Menschen, Orte und Geschichten in Friedrichshain.

# JANINE

Musikjournalistin 

Janine hebt sich ab und gehört zu einer fast schon ausgestorben scheinenden Spezies in Friedrichshain: sie ist tatsächlich hier geboren und aufgewachsen - Berlinerin in fünfter Generation. Mittlerweile wohnt sie zwei Parallelstraßen von der ehemaligen Wohnung ihrer Großmutter in der Gryphiusstraße entfernt.

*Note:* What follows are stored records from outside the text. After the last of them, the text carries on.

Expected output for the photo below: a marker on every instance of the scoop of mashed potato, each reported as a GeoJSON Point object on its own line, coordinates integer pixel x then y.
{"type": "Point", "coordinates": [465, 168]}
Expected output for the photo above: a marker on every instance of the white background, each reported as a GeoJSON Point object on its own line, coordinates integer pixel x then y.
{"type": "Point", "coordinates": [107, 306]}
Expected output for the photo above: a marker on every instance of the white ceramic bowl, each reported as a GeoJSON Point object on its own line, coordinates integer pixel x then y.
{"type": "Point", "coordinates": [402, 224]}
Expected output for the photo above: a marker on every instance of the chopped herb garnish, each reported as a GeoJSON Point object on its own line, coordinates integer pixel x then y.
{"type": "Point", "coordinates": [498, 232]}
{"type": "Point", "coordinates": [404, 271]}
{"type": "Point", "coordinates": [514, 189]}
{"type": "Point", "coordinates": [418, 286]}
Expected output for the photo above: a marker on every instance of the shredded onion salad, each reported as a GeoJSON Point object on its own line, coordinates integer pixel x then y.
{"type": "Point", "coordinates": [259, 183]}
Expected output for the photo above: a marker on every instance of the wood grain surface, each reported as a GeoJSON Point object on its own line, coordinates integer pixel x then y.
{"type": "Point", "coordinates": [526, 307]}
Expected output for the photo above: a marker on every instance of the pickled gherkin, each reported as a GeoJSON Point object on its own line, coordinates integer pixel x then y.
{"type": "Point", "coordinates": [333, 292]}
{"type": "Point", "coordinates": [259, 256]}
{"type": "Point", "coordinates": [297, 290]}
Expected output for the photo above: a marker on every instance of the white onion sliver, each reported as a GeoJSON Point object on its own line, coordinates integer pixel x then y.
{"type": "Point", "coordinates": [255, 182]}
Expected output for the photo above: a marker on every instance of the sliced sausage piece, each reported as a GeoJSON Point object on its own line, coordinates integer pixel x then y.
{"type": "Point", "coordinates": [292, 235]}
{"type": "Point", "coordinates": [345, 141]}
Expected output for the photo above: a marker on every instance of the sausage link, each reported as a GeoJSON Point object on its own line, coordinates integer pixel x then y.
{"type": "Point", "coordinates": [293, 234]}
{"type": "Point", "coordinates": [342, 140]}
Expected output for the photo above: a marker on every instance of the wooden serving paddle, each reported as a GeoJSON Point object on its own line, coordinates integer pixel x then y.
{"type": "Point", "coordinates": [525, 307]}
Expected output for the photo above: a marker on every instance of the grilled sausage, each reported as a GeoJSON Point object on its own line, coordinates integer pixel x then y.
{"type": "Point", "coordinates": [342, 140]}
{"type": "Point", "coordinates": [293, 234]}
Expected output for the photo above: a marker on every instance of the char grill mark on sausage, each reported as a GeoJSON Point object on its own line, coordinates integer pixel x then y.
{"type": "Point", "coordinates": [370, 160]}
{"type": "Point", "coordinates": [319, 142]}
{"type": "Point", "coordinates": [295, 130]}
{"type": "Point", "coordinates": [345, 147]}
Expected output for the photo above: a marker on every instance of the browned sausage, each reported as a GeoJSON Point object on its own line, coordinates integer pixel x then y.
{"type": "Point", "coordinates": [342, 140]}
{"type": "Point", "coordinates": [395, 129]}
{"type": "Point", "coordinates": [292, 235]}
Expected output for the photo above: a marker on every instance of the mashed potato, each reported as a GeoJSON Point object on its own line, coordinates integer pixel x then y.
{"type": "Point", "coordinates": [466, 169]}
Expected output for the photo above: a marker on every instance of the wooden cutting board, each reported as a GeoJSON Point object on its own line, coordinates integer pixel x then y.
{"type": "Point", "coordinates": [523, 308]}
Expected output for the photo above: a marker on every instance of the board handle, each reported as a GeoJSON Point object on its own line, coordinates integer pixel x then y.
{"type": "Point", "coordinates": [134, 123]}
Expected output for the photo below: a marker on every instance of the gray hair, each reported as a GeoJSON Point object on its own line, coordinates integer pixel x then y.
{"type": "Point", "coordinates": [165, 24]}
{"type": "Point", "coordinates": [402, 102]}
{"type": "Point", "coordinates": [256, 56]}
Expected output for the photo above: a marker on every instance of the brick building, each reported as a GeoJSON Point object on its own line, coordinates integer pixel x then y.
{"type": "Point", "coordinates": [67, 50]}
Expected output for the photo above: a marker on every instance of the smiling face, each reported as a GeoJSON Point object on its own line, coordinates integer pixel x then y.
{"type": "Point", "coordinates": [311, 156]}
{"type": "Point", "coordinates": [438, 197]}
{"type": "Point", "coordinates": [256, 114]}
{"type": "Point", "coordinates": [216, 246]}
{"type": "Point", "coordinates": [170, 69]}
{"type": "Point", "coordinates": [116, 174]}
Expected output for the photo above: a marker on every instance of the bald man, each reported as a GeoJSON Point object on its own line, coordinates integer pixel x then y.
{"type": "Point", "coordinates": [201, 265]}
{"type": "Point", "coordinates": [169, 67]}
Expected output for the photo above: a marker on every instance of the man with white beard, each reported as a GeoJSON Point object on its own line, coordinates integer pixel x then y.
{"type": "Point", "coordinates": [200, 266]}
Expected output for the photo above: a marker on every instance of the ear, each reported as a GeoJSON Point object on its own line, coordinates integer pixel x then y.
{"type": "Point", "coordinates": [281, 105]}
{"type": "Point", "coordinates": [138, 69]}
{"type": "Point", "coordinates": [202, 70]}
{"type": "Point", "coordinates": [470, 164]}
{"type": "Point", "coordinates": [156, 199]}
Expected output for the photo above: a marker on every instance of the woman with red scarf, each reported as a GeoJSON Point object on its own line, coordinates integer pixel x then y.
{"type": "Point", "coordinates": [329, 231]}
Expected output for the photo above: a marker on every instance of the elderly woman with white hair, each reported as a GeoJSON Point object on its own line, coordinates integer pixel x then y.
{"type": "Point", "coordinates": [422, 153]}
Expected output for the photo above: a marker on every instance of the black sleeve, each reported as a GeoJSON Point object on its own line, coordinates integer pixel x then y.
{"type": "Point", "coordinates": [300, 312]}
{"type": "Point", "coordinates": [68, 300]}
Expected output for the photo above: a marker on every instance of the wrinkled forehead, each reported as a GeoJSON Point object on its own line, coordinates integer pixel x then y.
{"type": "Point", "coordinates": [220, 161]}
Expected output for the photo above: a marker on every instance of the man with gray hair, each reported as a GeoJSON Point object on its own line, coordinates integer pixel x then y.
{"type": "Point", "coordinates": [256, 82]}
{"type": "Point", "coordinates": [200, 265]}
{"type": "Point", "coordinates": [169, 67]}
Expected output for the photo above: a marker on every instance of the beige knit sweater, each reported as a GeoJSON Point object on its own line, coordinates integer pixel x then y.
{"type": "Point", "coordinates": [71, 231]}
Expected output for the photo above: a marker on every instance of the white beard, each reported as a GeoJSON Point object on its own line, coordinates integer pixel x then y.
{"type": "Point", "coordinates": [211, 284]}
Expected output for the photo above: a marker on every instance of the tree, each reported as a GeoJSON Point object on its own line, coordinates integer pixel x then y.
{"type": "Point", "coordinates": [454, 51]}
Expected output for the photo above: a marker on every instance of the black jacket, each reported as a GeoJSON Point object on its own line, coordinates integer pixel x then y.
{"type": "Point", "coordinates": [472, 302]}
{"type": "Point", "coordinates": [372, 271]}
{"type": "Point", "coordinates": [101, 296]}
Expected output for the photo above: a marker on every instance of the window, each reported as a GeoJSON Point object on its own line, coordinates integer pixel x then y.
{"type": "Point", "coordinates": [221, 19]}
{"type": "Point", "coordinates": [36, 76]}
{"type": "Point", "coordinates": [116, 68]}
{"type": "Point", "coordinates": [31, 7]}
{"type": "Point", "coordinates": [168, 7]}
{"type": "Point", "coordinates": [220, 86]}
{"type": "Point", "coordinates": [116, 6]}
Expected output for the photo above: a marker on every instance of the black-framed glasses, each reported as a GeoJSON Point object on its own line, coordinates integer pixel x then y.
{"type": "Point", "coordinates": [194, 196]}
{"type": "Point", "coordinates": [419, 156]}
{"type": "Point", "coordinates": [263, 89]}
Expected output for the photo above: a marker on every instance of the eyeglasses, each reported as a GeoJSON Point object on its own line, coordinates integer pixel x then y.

Als sie ihren Großeltern erzählte, dass sie, nach Umwegen, wieder nach Friedrichshain zieht, wollten sie gleich wissen, ob die alten Kneipen noch da sind. 

Janine, was hat Dich in letzter Zeit an Friedrichshain geärgert? So richtig geärgert hat mich ein Konzert in der neuen Kneipe im Nachbarhaus, Mittwochabend ab 23 Uhr. Die Wasserflasche auf meinem Wohnzimmertisch hat vibriert und ich musste am nächsten Morgen früh aufstehen.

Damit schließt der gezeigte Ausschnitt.